The ACCORD and ADVANCE trials – could hypoglycemia have contributed to the differences seen in cardiac mortality?
Professor Simon Heller and Dr Rory McCrimmon of the Editorial Board
Diabetic Hypoglycemia September 2008, Volume 1, Issue 2: page 1
In February 2008, the diabetes world was startled by the premature termination of the glucose control component of the ACCORD trial at the request of the independent data monitoring and safety committee. The trial, which had been running for 3 years, had been designed to examine whether aggressive treatment of blood glucose, lipids and blood pressure (BP) could lower the risk of cardiovascular disease (CVD) in 10,000 individuals with established type 2 diabetes. In particular, the trial investigators hoped to establish whether lowering blood glucose to near normal levels would significantly reduce macrovascular disease, an unresolved issue in the management of type 2 diabetes.
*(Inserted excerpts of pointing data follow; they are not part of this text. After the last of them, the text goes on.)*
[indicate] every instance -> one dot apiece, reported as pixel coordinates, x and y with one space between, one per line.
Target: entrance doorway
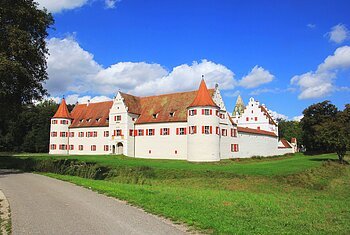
120 148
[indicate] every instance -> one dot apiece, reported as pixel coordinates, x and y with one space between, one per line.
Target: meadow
293 194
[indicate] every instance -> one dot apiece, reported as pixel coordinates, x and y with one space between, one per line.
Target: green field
291 194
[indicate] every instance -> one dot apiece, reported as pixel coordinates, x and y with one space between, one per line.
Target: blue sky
148 47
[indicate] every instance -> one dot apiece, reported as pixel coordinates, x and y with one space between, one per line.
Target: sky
286 54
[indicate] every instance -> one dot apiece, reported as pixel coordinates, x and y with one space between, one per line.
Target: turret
203 139
59 131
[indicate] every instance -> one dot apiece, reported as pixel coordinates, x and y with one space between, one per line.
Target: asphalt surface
42 205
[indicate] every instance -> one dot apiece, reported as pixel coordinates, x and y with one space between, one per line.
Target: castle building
193 126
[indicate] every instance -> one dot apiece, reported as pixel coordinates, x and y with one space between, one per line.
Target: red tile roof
203 98
62 111
285 144
271 120
91 115
256 131
96 114
154 109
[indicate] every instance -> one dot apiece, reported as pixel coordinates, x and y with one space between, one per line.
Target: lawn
292 195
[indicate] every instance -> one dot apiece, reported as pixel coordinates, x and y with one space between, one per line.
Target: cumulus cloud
338 34
256 77
56 6
311 26
297 118
276 115
320 83
72 69
111 3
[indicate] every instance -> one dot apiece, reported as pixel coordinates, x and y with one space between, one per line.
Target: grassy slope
265 167
288 195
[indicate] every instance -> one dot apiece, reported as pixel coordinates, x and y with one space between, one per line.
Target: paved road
42 205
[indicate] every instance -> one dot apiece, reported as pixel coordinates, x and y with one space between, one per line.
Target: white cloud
320 83
297 118
276 115
311 26
73 69
256 77
111 3
55 6
338 34
74 98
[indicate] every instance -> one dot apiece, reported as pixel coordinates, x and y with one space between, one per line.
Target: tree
325 129
23 30
311 124
289 130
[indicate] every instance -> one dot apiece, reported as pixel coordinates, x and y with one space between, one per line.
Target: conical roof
203 97
62 111
239 107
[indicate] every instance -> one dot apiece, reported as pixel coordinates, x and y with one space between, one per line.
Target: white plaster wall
59 140
251 111
99 141
161 146
125 124
203 147
256 145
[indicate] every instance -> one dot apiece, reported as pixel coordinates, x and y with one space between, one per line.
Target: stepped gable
256 131
285 144
158 108
271 120
203 97
62 111
91 115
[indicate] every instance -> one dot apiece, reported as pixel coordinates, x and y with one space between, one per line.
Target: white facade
256 116
207 134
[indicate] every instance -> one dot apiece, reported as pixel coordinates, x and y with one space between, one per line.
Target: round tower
203 139
59 130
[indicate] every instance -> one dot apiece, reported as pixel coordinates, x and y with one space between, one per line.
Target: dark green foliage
325 129
23 30
289 130
31 131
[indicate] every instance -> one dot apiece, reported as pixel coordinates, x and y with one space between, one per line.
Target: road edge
5 214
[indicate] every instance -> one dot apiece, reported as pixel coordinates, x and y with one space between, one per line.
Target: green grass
284 195
264 167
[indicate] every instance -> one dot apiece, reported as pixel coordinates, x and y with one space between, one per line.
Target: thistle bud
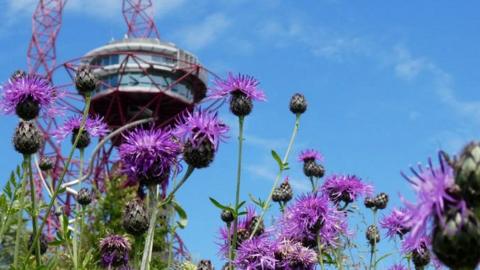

The glucose control arm of the trial was terminated early due to an unexpected increase in the number of sudden cardiac deaths in those participants receiving intensive glucose lowering treatment. This announcement was followed by a press release from investigators involved in the ADVANCE Trial that tested a similar hypothesis in over 11,000 individuals with type 2 diabetes recruited worldwide, and which completed in late 2007 after 5 years. The ADVANCE trial investigators found no evidence of increased overall or cardiac mortality in their intensively treated population.